Before imputation took place, variables needed in the program were declared. There were two variables that were common in all programs, SIMI and SIME. SIMI and SIME were matrices containing the data with nonresponse observations for the income and expenditure variables respectively. For both matrices, there were five columns and four thousand one hundred thirty rows. The five columns were broke down as follows: the education status categories for the first column, the first and second visit data for the second and third columns respectively, the second visit data containing nonresponse observations for the fourth column and lastly the flags explained earlier in the simulation of nonresponse observations. After declaring the variables, the files that contained the data sets for each nonresponse variable were uploaded in the program. The files were in the comma separated values (CSV) format with no extra spaces after each observation to ensure that the program does not generate errors. The creations of new files were also done in order to save the output for post-analysis later on. For the imputation methods that have constant values to be imputed to the nonresponse observation, the researchers opted to write a program instead of directly inserting a value or an equation. This is to ensure that the values being imputed are valid across all nonresponse rates in the case of mean imputation and avoid the risk of mistyping the correct equation in the case of the deterministic regression wherein there are eighteen different equations.
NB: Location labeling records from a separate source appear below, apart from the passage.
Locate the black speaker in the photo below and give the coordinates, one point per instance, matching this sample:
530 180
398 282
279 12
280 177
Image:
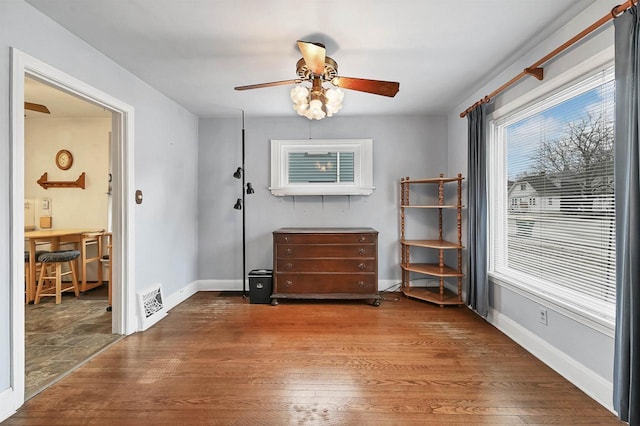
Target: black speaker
260 285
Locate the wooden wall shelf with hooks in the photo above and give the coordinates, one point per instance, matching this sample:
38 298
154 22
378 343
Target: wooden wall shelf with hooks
46 184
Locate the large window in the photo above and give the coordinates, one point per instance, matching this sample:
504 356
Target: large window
552 225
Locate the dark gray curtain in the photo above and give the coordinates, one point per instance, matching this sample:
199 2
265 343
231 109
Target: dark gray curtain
478 291
626 370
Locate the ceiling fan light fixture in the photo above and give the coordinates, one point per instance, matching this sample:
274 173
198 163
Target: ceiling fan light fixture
317 103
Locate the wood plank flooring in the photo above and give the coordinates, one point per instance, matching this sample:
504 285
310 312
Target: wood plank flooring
217 359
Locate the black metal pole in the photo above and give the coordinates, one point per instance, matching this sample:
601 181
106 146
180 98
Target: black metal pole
244 209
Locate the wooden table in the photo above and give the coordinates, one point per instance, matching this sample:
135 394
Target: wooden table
53 237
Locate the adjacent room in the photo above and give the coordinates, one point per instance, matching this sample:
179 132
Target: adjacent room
363 212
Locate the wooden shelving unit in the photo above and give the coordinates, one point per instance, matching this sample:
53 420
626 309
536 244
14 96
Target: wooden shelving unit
439 271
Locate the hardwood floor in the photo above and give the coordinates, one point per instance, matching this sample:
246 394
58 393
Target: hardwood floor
217 359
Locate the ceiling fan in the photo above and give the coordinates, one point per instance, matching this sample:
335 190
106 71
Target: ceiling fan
316 67
37 107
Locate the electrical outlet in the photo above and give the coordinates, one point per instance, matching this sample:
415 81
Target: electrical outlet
542 316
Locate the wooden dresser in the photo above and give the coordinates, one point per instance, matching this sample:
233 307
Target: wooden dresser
325 263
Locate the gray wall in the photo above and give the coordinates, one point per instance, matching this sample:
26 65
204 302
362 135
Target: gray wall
589 345
402 146
166 144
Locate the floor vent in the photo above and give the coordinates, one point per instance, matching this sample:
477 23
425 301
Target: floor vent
152 308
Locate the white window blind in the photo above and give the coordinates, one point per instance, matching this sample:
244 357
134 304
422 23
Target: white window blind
321 167
552 197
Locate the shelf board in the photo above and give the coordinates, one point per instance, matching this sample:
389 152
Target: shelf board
430 294
436 244
434 180
432 269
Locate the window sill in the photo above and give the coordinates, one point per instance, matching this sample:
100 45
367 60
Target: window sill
602 324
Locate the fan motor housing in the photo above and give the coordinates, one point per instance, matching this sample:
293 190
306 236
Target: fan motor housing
330 69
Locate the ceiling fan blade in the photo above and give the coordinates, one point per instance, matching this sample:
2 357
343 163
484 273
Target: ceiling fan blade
377 87
273 83
313 54
36 107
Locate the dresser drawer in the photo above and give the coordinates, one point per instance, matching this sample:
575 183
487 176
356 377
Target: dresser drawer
325 265
325 250
326 283
321 238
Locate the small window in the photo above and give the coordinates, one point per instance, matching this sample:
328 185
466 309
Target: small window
322 167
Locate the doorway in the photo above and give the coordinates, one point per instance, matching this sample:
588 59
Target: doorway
123 300
61 336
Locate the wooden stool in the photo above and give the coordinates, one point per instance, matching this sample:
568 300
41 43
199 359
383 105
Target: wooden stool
88 240
51 269
29 291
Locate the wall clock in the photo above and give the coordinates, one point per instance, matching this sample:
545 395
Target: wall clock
64 159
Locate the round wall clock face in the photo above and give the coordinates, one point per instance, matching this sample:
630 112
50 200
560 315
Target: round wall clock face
64 159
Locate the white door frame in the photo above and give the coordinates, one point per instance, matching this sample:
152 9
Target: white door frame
124 320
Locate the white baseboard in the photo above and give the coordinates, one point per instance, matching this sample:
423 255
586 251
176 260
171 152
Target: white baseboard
577 373
181 295
7 404
221 285
236 285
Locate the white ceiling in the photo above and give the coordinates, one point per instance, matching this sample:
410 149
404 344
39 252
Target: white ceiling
197 51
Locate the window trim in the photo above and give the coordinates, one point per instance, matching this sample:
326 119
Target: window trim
363 167
511 112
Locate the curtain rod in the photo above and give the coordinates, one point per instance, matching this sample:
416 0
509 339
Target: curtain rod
536 70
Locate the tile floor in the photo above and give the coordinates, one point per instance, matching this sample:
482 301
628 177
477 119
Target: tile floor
59 338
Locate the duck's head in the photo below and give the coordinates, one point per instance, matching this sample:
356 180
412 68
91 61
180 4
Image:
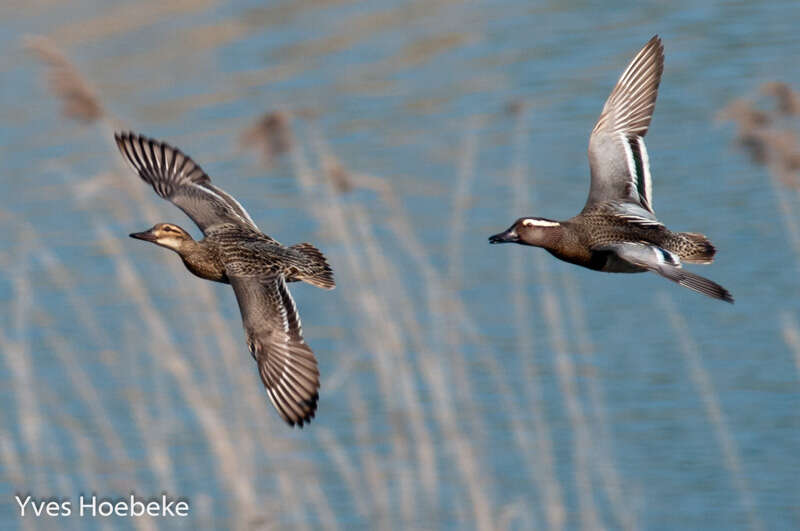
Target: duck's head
166 235
529 231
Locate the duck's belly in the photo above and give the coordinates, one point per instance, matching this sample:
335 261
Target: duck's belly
207 269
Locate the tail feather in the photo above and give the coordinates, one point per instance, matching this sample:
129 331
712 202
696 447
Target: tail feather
317 273
698 250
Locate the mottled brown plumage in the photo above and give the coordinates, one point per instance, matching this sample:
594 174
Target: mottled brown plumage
617 230
235 252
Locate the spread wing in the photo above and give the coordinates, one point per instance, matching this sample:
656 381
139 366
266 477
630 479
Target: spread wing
286 364
617 155
666 264
176 177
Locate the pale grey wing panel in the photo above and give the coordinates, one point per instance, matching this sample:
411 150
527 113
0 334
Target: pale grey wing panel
177 178
287 366
666 264
618 159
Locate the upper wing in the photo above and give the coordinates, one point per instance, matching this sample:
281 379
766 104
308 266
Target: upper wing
176 177
275 338
617 155
666 264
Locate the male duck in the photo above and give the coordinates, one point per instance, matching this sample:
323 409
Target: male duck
617 230
235 252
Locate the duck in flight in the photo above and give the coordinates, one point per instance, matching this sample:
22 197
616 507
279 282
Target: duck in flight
235 252
617 230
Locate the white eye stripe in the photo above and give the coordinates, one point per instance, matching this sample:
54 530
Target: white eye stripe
539 223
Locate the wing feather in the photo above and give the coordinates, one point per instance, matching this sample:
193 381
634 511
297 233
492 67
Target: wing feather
287 365
618 159
177 178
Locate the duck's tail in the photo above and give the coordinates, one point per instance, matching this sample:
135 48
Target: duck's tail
317 271
697 249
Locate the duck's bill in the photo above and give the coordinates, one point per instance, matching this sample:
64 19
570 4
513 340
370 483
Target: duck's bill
146 236
509 236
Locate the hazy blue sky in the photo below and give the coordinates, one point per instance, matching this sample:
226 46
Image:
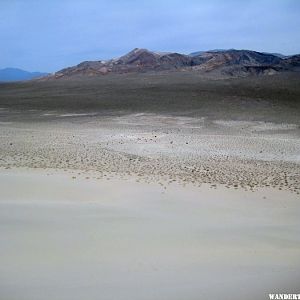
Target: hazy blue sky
47 35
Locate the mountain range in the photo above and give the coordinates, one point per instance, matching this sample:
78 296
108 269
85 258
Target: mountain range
14 74
216 62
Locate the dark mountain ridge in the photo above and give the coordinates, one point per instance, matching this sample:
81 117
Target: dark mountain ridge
223 62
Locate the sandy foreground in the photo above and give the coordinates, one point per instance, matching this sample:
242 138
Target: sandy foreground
148 207
116 239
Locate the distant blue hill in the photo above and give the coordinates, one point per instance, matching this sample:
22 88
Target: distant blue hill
13 74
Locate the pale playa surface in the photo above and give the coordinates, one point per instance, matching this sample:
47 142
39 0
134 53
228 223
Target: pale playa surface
114 239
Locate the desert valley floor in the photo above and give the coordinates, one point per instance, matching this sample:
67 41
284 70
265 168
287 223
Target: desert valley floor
101 203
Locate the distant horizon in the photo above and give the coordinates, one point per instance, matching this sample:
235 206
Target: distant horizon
99 59
51 35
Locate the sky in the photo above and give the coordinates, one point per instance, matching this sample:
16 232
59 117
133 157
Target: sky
48 35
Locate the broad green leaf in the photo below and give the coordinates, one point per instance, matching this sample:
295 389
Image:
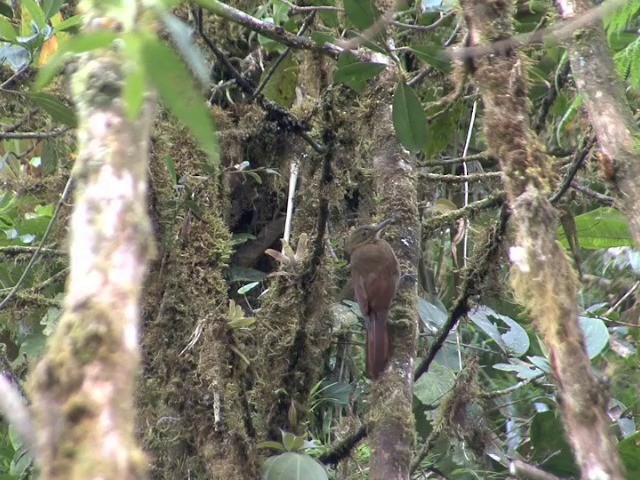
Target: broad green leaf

In imputing for the nonresponse observations in the overall mean imputation method, the computed mean from the first visit variable is substituted to each nonresponse observation in the second visit variable. Since there is only one imputation class for the method and the nonresponse observations occupy the first set of observations, the use of the conditional statements if-then was unnecessary. The three other methods which used more than one in uploading the data files required to use the if-then conditional statement. The if-then conditional statements are important codes in the program for the three other methods because it distinguishes the nonresponse observations with the response observations in the substitution of observations from the procedures of the imputation methods. In the hot deck imputation procedure, substitution for nonresponse observations were done by choosing randomly an observation from the donor record which is the first visit variable. The selection of the random observations from the donor record was made by getting the result from the variables, PECK# and PICK# for expenditure and income respectively. The two variables in the code contains a general formula: INT(RND* N#) + 1, where the command INT makes the resulting value an integer, the command RND generates a random number and # indicating what imputation class it belonged to. To generate a data that contains one thousand simulated data, the number of trials were broke down into ten runs. For each run, the numbers of sets generated by the program were one hundred. This strategy was implemented to prevent run-time error or having the computer to hang or even crash similar to the earlier theses related to this study and make the post-analysis using the results of the data feasible. The declarations of matrices variable containing the results were declared. In determining the total number of
rows that can hold the one hundred simulated sets, the rows were computed from the total number of cases from the actual data set multiplied by the number of trials indicated by the researcher. In the deterministic and stochastic imputation method, the computation of the imputed values for both methods was split into two source codes even though the methods have the same starting point to follow through.
Before imputing for the
nonresponse observations in deterministic regression, the regression equation for each imputation class was computed using the program. The computed regression equation in each imputation class was then applied to all observations in the first visit variable data. However, in generating the imputed data set, only those values which were set to nonresponse replaced the values of the second visit data set.